Tuesday, January 19, 2016

Martin Luther King, Jr.

                We celebrated another Martin Luther King, Jr. Day this week just as we do every year.  Reverend King marched to help African Americans be assimilated into American society.  Yet here we are sixty years later with more divisive conditions than we have had since the death of Reverend King.  We should be asking ourselves why. 

                An article by Peter C. Myers was published by The Daily Signal about the divisions we face.  “Of our present circumstances, we can say that as a nation we are sharply divided over the chronically divisive issue of race – perhaps more dangerously divided over this issue than at any other point in the post-1960s, post-King, post-civil rights era.
                “We are divided over the boundaries of permissible speech on college campuses; over universities’ use of racial and ethnic classifications in admissions; over states’ enactments of stricter voter registration laws; and, above all, over the deaths of various African Americans in encounters with police officers and the consequent emergence of the `Black Lives Matter’ protest movement.
                “Beneath those concrete controversies are divisions touching the republic’s first principles.  At that deep level we divide regarding the nature and grounds of rights, the requisites for the rule of law, the proper mode and extent of racial integration – even over the grounds of allegiance to America.”
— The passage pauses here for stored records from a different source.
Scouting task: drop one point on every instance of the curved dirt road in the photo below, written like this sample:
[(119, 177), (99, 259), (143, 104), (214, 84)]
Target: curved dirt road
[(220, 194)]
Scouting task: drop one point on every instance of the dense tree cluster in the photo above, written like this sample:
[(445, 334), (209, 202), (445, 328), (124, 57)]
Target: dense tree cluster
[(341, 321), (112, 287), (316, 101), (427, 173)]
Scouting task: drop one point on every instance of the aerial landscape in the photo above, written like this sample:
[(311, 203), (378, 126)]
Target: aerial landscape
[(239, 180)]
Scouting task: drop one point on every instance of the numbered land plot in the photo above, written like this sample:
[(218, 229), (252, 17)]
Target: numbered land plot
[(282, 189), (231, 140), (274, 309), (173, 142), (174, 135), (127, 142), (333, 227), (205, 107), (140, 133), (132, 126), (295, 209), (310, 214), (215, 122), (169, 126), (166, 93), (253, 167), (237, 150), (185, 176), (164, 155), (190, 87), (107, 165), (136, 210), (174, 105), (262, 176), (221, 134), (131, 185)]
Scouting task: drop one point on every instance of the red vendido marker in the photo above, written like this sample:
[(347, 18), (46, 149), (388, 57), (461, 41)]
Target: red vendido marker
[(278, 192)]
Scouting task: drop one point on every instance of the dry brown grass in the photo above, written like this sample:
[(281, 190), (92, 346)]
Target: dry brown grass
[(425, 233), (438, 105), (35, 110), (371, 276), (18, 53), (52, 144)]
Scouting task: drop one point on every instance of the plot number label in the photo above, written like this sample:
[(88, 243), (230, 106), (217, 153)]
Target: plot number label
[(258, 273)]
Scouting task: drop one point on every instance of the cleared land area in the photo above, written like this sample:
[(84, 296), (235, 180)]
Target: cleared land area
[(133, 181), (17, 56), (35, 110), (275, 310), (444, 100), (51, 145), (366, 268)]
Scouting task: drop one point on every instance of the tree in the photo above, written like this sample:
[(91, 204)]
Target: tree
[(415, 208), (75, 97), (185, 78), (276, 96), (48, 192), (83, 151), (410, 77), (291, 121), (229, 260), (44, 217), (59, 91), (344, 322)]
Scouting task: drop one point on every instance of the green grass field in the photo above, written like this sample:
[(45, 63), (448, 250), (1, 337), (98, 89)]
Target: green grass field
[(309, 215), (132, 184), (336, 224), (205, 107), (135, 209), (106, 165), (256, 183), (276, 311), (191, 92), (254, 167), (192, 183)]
                Reverend King said that he had a dream that no one would be judged by the color of their skin.  Why have we become so divisive about something that should never have taken place in the first place? We should be treating each other as human beings regardless of the color of our skin.  We are all children of a loving Heavenly Father.  He loves all His children, and He will hold each responsible in a future day for the way we treat each other.  Oh, how I would like to see some big changes for good in our nation before next Martin Luther King, Jr. Day!